The Human Experience

It’s interesting, after my post yesterday, we left to visit my father and mother and got back a little before 6:00. Busy with dinner preparations, cleaning up and other assorted activities I did not check my email until this morning.

To my surprise, I had 4 emails about my post. 3 from friends or acquaintances and one from someone I don’t know, which doesn’t happen often unless it’s spam and this was not.

All of the questions centered around the idea or inspiration for my poem. Some who knew me better and are aware of what’s going on with my father asked if that ongoing event was what inspired my writing. The person unknown to me was just curious.

I’m sure my fathers illness and his failing health certainly contributed to my mindset as I lay awake with words and thoughts swirling through my head but, I think The Flame is about the arc of the human experience from birth, through our growth and peak of physical/professional/social position to our inevitable decline and death. As I said, the human experience in 8 lines of verse.
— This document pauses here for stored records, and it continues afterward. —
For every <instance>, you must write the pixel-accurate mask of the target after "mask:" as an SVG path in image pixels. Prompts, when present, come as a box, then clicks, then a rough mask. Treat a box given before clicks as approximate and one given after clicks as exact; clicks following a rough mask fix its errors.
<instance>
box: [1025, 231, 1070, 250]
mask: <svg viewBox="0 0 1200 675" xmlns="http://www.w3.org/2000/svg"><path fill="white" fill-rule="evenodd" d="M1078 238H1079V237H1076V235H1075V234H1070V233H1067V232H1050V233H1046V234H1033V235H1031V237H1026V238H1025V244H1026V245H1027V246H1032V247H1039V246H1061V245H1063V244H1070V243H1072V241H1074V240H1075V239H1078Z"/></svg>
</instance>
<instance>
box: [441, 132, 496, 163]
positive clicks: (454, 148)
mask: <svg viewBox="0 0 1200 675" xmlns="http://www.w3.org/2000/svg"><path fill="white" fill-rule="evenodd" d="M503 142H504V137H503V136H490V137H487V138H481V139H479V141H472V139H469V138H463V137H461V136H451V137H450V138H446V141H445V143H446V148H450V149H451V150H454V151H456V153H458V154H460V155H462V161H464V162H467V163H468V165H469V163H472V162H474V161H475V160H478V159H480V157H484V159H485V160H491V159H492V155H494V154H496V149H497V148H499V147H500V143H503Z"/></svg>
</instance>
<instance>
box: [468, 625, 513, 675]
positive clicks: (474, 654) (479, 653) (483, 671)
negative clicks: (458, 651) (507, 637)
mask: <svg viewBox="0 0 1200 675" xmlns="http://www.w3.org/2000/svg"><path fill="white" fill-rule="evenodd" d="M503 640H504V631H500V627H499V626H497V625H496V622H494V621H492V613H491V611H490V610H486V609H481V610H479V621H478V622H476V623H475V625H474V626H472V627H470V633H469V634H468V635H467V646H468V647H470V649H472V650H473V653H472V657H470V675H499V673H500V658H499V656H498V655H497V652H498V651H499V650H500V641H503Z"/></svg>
On a different but related subject, the visit with my father helped me tremendously. We almost lost him Wednesday, it was very touch and go as his disease was causing many other complications. I feared two things. 1) That he would pass away in a hospital, a place he’s always hated, surrounded by anonymous people covered head to toe in PPE . 2) That my last memory of him would be him sitting in a car in a Wells Fargo parking lot, masked and weak and 10 feet away.

My father is home now, still weak but in no pain he claims. He’s somewhat surrounded by family, as surrounded as it gets in the times of CV-19. I’ll have more on this later, it’s still a bit raw for me.